I have done a little research on the enterovirus outbreak. This strain of enterovirus (EV-D68) is uncommon. I believe that you have a good case to make that this outbreak is associated with the influx of illegal alien children.

I suppose that an epidemiologist trying to make the case that illegal immigrant children were spreading the virus would first want to demonstrate that the children had the virus, or came from a place where the virus was prevalent, and then show that these new cases were showing up in places where the children were being transported, and to try to rule out other possibilities. Dolan attempts to explain the lack of cases along the US border by acquired immunity in those areas due to exposure to historical illegal immigration.

In a 2011 report in Morbidity and Mortality Weekly Report (MMWR), clusters of the disease were diagnosed in the United States, the Philippines, Japan, and the Netherlands. U. S. cases (Sept. 2009) were in Georgia (6 cases), Pennsylvania (28 cases), and Arizona (5 cases). I wasn’t able to find any support for the idea that EV-D68 is common (or even present) in Latin America.

Dr. Ann Schuchat. director of CDC’s national center for immunization and respiratory diseases, points out that respiratory illnesses spread rapidly (and I would add that transportation of children isn’t necessary). She stated in a September 8 conference call:

Respiratory viruses can spread quite quickly across the U.S. we see a number of different respiratory viruses cycling each year or over a couple-year period. So we really do think that clinicians throughout the country need to be on the alert for increases in severe respiratory illness and consider this in the differential diagnosis. Geography isn’t that helpful when it comes to respiratory viruses. We know that flu transits the country pretty quickly and the unusual increases in Kansas City and Chicago may be occurring elsewhere over the weeks ahead so we want people to be on the lookout.

Nowhere is the CDC even hinting that the illness is tied to illegal immigrant children. My money is on a Japanese tourist in Kansas City.

Taitz is asking the parents of children with respiratory illnesses to call her (PLEASE DO).

Amended Complaint

Dolan is quoted in Taitz’s Amended Complaint (continuation pages) as making the remarkable statement:

As an epidemiologist, I believe that Dr. Taitz’s respiratory infection originated from close contact with infected patients who were sent for treatment to her office, in particular immigrants who were detained by the DHS without quarantine or medical treatment for existing communicable diseases and then transported to California.

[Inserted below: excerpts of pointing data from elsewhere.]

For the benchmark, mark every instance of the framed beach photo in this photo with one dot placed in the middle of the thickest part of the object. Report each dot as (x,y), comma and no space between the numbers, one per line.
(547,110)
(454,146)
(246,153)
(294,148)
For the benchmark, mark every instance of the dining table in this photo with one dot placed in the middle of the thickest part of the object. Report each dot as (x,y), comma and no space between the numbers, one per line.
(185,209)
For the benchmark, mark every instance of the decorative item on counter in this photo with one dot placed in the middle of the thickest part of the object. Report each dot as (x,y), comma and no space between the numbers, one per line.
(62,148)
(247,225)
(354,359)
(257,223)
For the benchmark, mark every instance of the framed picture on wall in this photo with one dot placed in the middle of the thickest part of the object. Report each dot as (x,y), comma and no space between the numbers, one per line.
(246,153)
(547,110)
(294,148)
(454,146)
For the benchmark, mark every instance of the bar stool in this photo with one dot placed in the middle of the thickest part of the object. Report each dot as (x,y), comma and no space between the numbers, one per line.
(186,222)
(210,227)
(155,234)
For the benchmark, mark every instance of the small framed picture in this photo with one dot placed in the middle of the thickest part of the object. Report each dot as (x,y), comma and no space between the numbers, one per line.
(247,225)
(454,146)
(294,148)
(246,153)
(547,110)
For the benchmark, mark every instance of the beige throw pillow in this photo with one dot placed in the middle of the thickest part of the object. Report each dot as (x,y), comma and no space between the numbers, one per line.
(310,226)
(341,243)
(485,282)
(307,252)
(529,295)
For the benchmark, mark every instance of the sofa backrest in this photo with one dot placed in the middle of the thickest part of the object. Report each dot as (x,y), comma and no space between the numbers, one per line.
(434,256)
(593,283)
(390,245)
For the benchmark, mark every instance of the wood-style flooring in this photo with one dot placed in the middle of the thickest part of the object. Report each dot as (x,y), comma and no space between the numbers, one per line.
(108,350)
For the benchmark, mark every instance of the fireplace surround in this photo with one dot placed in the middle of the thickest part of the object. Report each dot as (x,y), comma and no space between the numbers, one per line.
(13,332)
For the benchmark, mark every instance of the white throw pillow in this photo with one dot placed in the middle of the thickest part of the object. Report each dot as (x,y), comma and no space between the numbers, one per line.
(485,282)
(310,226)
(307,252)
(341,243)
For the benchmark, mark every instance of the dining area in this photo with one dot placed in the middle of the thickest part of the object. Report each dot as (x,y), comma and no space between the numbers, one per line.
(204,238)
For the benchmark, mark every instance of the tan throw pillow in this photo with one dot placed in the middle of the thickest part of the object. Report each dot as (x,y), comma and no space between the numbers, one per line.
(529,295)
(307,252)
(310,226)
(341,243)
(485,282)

I believe that Dr. Taitz is in further imminent danger of similar additional infections from immigrant patients detained by the DHS without quarantine or medical treatment for existing communicable diseases.]

This is remarkable given that it was not determined what Taitz got sick from. The full affidavit from Dolan provides no indication of how Dolan arrived at her conclusions, and identified no methodology employed. If I had to characterize her statement it would be: “Taitz said she treated lots of immigrant children with coughs, and she got one too; therefore, she got sick from treating illegal immigrant children, and she will likely get sick again if these children aren’t quarantined.”

The Amended Complaint adds a new claim of negligence, but of course, she cannot sue the government for damages resulting from a policy decision. There is that pesky sovereign immunity thing.

Postscript

I studied a couple of epidemiology textbooks as part of the process of designing software to be used by public health professionals when I was in that business. I also worked for 6 years in a district health department. I have also been a consultant to the CDC on immunization systems. That means I know more than the average person about epidemiology, but am far from an expert. What I can say is that the Dolan affidavit bears no resemblance to any epidemiology methodology I have ever seen, nor does it contain anything I would identify as using the scientific method.